第94話 選挙の季節が終わる

 8月にこのエッセイで選挙の季節というエピソードを書きました(第72話)。今年の秋は選挙の季節ですね……という政治ネタだったのですが、その政治の季節もアメリカの大統領選挙が終わってひと区切りついたので、今年の選挙の季節を振りかえってこのエッセイでもひと区切りつけたいと思います。(え、興味ない? そんなこと言わず)


 8月のエッセイで取り上げた立憲民主党と自民党の党首選挙ですが、立憲は野田佳彦さん、自民は石破茂さんがそれぞれ当選しました。立憲はともかく自民の総裁選挙は盛り上がりましたね。最初は小泉さんかと思ったのですが失速。第一回投票では、高市さんがトップで2位の石破さんと決戦投票となった結果、逆転で石破さんが自民党の総裁に選ばれました。


 余勢を駆ってかどうか分かりませんが、石破さんは早期の衆院解散を選択し、総選挙に打って出ました。結果はご存じの通り、与党は過半数割れを起こして敗北。石破さんは賭けに負けた形になりました。 臨時国会ではなんとか総理大臣に選出されましたが、今後の政権運営は前途多難といったところでしょうか。


 一方、海の向こうのアメリカでは大統領選挙が行われ、前大統領で共和党の大統領候補だったトランプさんが、現副大統領で民主党の大統領候補だったハリスさんを破って、次期大統領の座を射止めました。


 わたしはトランプさんがはじめて大統領に選ばれたときからずっと、「アメリカ人はなんでこんなヤツを選ぶんだろう」と不思議で仕方がなかったのですが、8年間を経てようやく現実が飲み込めたような気がします。
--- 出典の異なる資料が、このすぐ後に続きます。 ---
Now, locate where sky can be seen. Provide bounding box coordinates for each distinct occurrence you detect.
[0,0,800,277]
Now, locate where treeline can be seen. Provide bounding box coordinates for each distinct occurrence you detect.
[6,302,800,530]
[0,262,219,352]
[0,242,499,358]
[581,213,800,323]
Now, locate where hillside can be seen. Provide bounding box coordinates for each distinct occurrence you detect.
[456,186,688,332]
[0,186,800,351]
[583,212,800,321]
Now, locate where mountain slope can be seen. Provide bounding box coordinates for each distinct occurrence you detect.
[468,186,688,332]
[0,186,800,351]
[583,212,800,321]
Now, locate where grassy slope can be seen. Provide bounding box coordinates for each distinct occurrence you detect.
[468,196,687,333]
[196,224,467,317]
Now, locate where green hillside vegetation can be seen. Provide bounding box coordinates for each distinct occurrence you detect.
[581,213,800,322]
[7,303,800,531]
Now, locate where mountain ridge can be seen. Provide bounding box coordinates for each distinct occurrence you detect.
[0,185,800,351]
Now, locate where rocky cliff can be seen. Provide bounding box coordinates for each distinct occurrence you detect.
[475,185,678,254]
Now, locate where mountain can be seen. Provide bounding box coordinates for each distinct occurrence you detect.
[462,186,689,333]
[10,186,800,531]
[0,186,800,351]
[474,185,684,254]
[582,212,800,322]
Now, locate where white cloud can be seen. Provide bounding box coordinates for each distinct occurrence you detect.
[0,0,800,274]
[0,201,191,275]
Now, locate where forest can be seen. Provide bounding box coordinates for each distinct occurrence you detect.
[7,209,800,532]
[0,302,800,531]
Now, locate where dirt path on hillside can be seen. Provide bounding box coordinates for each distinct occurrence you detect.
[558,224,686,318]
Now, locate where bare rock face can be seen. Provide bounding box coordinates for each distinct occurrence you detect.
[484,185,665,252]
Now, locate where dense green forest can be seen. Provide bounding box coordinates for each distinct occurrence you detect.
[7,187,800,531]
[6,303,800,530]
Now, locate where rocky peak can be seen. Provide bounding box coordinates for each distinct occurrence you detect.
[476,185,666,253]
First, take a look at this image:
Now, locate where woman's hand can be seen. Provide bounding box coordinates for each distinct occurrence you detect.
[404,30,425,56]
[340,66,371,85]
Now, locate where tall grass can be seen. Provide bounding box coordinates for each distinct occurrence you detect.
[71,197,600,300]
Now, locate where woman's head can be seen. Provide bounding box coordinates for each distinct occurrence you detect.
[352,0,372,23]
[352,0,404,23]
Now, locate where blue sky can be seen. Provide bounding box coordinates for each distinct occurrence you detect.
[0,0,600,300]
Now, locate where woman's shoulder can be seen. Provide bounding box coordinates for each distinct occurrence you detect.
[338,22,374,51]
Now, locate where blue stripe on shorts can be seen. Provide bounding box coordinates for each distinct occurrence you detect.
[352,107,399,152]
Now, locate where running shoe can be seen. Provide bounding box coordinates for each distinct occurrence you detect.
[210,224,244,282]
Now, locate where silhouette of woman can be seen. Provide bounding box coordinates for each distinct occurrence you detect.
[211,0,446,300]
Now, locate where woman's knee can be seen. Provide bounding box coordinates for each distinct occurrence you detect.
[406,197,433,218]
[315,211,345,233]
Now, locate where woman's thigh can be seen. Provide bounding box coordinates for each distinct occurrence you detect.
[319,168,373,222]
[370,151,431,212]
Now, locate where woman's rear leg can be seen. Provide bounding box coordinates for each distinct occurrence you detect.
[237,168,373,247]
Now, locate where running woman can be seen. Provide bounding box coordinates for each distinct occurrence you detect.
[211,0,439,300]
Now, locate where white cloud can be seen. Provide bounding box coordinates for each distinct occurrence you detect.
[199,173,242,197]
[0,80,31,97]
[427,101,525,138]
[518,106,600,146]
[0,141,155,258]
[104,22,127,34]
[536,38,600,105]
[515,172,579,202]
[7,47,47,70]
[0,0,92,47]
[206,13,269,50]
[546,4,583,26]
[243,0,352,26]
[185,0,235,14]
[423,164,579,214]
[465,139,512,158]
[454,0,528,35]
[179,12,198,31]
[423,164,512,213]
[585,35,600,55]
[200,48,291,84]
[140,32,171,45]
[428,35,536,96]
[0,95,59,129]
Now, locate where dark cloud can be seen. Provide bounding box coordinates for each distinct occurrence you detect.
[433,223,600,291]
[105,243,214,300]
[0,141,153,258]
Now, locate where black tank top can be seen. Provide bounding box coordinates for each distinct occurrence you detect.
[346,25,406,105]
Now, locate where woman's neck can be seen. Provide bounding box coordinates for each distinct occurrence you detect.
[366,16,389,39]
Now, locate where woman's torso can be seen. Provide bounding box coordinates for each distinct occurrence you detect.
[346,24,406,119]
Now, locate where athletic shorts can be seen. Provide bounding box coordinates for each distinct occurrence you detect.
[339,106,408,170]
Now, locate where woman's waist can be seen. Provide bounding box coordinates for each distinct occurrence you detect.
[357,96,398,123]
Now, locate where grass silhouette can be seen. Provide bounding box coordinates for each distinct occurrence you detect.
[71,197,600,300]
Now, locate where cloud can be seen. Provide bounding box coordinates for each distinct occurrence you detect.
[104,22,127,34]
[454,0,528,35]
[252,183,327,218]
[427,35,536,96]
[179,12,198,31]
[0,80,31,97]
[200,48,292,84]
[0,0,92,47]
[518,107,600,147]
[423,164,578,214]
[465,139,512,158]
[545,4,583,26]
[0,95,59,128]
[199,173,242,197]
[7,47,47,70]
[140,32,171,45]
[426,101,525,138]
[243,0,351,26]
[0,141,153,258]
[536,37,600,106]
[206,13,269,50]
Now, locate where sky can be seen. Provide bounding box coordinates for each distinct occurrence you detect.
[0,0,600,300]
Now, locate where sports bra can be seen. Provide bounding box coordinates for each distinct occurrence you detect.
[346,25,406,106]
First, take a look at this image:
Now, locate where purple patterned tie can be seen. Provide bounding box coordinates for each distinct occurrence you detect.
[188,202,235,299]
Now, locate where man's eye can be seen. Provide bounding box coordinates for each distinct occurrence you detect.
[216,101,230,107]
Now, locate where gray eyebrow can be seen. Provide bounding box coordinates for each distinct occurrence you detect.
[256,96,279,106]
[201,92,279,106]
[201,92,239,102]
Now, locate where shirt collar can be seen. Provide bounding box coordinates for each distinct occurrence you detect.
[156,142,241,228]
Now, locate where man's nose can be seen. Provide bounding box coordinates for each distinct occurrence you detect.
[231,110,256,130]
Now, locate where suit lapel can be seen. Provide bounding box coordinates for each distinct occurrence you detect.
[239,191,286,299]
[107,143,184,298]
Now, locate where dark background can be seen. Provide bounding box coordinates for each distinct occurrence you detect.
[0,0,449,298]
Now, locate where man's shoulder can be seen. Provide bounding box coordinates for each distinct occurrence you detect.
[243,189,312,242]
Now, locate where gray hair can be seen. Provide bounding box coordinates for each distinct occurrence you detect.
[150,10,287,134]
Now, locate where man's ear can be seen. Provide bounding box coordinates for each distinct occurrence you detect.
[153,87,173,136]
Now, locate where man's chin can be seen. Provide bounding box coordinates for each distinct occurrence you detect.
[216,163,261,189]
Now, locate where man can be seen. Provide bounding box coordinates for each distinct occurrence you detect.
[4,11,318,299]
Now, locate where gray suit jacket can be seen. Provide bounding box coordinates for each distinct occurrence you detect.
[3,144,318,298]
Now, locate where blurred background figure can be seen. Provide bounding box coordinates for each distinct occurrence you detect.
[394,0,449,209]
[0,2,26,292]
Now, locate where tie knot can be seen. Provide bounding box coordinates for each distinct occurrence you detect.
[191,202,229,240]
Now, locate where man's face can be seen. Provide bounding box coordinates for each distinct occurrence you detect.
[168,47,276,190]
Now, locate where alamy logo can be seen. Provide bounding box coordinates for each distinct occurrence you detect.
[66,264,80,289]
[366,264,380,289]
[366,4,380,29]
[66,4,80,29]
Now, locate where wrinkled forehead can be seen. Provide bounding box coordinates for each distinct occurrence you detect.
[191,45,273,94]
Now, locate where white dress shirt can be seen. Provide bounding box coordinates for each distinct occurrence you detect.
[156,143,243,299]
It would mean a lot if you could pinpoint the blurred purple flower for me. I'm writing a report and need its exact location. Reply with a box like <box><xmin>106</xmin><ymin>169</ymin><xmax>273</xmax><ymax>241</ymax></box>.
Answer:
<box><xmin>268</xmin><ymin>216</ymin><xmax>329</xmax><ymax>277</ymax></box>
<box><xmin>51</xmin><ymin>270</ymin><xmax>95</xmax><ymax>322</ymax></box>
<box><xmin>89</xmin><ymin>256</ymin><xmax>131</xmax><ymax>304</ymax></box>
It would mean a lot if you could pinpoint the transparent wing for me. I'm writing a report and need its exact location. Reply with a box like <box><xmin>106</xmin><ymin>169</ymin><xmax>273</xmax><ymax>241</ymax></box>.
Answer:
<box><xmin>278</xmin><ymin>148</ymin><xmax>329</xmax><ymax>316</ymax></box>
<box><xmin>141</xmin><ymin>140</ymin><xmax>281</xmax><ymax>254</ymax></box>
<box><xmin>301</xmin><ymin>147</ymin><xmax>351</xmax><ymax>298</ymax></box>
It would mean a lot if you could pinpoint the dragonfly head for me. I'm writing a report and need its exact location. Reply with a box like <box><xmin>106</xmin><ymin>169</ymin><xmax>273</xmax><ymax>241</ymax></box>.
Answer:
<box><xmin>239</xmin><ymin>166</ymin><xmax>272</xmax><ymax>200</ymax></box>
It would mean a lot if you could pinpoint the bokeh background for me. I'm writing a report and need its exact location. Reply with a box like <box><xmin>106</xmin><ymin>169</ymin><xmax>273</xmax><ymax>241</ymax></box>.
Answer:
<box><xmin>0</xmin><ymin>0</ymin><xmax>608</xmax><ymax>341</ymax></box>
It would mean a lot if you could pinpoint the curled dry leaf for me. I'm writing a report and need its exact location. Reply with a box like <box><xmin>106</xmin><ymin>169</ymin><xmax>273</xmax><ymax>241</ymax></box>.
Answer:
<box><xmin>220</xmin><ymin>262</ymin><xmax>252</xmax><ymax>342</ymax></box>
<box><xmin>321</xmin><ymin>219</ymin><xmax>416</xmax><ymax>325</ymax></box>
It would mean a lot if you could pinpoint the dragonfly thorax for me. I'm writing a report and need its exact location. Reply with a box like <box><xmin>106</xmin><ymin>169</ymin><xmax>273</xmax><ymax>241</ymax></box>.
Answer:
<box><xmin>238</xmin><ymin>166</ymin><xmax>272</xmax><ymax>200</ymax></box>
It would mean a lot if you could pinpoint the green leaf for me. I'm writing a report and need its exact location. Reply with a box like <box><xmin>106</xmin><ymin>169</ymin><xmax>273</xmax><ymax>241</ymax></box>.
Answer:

 3年前に評判となった『実力も運のうち 能力主義は正義か?』は、能力主義メリトクラシーがアメリカの分断を生んでいると、行き過ぎた能力主義を批判する本ですが、この中で元々は労働者、中産階級の党だった民主党が、能力主義を絶対視するあまりインテリ(すなわち貧乏人を見下すお金持ち)の党に変質していったと書かれています。今回の大統領選挙の結果をみて「なるほど」と感じました。


 今回の大統領選挙では、従来は民主党の支持基盤と思われていた、労働者やヒスパニックの少なくない人々が、民主党のハリスさんではなく、共和党のトランプさんに投票したらしいのです。これは「民主党に裏切られた」「民主党はおれたちの党ではない(候補者はインテリで金持ちじゃないか!)」と彼らが思っているということの現れではないでしょうか。


 もちろんトランプさんも大金持ちです。でも、彼はハリスさんと違って労働者やヒスパニックでも分かりやすい英語で話しかけてくれる上に、親しみやすいキャラクターの持ち主です。不道徳で過激な発言もありますが、ぶっちゃけ飲み屋やパーティで仲間が集まると、有権者自身がそういう話題をそういう言葉でやりとりしているのです。「トランプさんはインテリ政治家とちがって裏表のない人だ」「おれたち同じ感覚をもつ、おれたちの大統領候補だ」と労働者やヒスパニックの人たちは感じたんでしょう。


 主義主張や政策ではなく人柄で投票する政治家を選ぶって、十分あり得る選択肢ですもんね。物価高騰に賃金上昇が追い付かず、背に腹は代えられない、経済優先だというトランプさんに投票すれば生活が楽になるかもしれないという、切実な事情もあったでしょう。


 ま、決まったことは仕方がない。トランプさんには剛腕を発揮してもらってこの世界をいい方向へ変えてもらいたいですね。でも、アメリカ・ファーストなんだよな。先が読めないよ。